Clinically, in 128 patients in the first or second stage of breast cancer it was found that more patients with M2 tumor-associated macrophages had a higher degree of histology, more angiogenesis, and worse overall survival. Patients with more M1 tumor-associated macrophages displayed the opposite effect. .
Macrophages are the most common cells in breast tumors. They have a profound effect on the immune status of tumor tissues. Macrophages act as professional phagocytes in the body, specifically killing and eliminating cells or microbes that are perceived to be a threat. They represent the first line of defence and the bridge of connecting the innate and adaptive arms of the immune system. However, the large number of tumor cells and the derived factors present within the tumour microenvironment (TME) act to attenuate the tumoricidal activity function of macrophages. The TME consists of hypoxic conditions, growth factors and immunosuppressive cytokines that convert trophic macrophages to tumor-associated macrophages (TAM). These features promote tissue growth and repair and are an integral part of development so that macrophages within breast tumors are inadvertently authorized to promote tumor growth and metastasis.
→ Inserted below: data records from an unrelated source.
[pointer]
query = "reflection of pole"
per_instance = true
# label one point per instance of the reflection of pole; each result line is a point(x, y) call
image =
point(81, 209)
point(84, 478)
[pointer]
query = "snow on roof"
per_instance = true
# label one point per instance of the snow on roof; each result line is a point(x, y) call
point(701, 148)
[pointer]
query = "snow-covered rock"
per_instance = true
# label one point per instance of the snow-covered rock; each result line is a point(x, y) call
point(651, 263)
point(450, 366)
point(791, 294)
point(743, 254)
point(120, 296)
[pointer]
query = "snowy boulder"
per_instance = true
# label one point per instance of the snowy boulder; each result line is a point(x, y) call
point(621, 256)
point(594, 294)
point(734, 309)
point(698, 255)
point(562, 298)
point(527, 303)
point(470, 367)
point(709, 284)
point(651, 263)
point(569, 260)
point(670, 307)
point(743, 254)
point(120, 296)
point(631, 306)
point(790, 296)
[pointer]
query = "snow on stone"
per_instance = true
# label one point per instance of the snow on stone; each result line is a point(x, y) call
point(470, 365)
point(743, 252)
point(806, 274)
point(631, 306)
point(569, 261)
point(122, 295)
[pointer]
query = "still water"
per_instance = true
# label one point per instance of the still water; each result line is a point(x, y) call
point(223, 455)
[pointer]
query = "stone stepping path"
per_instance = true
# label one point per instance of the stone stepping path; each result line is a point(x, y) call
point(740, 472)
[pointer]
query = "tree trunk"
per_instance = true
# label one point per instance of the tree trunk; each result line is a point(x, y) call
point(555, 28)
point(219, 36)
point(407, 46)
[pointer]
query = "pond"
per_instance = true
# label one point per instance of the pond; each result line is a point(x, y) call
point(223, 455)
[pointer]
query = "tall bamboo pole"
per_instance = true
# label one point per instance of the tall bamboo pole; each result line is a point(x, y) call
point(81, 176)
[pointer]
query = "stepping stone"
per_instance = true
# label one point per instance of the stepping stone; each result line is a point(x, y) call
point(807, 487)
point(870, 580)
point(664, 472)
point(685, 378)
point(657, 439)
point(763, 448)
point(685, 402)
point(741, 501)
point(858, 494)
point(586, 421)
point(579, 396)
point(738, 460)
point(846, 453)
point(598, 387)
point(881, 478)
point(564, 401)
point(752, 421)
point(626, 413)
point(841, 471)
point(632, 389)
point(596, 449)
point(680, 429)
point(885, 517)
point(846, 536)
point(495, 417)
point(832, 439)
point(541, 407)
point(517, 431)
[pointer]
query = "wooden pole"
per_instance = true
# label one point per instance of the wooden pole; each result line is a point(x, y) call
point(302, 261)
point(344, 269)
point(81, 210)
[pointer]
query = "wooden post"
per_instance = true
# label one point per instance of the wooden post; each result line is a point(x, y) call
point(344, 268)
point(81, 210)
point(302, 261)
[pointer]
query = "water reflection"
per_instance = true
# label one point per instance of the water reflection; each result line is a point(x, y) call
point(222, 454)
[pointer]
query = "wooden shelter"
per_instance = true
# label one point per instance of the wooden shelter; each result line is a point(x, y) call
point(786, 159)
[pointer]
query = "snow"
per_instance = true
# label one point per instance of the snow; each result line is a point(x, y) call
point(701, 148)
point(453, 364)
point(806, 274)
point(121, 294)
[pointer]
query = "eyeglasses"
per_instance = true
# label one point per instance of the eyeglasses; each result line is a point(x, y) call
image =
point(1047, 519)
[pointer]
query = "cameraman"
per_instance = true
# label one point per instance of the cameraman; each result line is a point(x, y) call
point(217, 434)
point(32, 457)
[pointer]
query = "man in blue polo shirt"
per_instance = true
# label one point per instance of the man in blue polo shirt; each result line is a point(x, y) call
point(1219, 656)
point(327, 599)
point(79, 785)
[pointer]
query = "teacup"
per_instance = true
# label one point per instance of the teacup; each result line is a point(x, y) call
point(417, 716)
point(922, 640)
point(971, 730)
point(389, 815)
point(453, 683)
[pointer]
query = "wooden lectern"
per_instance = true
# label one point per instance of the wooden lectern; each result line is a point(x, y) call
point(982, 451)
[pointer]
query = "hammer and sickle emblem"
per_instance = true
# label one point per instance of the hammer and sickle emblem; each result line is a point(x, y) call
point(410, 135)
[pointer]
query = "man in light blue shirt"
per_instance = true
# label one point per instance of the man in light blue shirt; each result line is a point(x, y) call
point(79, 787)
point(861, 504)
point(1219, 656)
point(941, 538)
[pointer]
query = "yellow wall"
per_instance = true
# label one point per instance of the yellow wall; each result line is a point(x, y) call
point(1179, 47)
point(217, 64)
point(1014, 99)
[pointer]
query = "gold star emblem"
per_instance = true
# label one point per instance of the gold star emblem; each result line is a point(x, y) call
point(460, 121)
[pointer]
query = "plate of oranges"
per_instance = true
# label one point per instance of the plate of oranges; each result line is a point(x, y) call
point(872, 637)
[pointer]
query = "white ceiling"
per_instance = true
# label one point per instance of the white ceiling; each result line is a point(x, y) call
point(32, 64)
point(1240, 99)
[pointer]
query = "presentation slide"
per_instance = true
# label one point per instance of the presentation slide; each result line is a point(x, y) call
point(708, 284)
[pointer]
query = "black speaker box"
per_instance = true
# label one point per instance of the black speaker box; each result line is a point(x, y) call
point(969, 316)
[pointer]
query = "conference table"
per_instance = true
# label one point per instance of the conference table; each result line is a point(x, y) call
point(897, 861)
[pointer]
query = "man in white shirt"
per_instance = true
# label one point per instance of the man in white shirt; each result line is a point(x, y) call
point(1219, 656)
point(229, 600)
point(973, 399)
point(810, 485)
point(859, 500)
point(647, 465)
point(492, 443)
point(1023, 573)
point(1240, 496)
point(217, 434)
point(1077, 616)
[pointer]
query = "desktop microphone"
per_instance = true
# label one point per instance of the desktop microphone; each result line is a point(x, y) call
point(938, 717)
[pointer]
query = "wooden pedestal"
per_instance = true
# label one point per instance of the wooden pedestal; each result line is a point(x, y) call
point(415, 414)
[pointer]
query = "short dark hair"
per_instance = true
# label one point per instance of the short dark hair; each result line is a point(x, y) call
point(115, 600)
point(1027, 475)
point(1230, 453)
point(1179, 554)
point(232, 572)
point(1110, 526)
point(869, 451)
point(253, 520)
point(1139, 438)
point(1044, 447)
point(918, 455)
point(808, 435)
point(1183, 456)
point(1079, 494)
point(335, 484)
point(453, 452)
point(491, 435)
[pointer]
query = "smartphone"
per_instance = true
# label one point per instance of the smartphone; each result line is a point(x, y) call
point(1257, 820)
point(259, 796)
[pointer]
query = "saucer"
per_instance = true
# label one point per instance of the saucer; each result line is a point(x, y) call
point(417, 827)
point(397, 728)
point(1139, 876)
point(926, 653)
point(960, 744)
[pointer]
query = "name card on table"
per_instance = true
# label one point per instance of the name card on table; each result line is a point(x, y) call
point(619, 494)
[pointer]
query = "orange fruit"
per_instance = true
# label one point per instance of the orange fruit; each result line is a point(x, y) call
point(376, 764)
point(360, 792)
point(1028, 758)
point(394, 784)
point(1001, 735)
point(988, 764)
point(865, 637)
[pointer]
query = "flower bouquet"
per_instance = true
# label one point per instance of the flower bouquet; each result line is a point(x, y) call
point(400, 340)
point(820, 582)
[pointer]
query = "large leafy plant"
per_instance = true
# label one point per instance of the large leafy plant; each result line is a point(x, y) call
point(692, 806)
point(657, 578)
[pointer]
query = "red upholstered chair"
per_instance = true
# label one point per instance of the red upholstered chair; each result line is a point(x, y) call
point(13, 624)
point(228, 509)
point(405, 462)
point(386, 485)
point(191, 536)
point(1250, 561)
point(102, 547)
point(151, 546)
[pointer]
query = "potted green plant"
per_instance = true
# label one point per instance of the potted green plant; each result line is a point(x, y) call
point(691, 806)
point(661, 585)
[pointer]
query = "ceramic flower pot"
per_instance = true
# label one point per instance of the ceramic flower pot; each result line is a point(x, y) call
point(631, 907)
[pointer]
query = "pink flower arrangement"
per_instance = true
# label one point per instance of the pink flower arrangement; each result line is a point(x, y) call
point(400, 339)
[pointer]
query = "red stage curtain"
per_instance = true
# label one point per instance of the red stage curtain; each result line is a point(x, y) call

The function of TAMs is controversial as there is growing evidence for their involvement in both pro-tumor (e.g. promotion of growth and metastasis through tumor angiogenesis) as well as anti-tumor (tumoricidal and tumorostatic) processes. TAMs interact with a wide range of growth factors, cytokines and chemokines in the tumor microenvironment which is thought to educate the TAMs and determine their specific phenotype and hence functional role, as the microenvironment varies between different types of tumors. TAMs have therefore been shown to differ in their roles depending on the type of tumor with which they are associated.
Tumor-associated macrophages are mainly of the M2 phenotype, and seem to actively promote tumor growth.
The designation of M1 and M2 polarization states over-simplify macrophage biology, since at least six different TAM subpopulations are known. Therefore, TME TAM phenotype descriptors are likely important.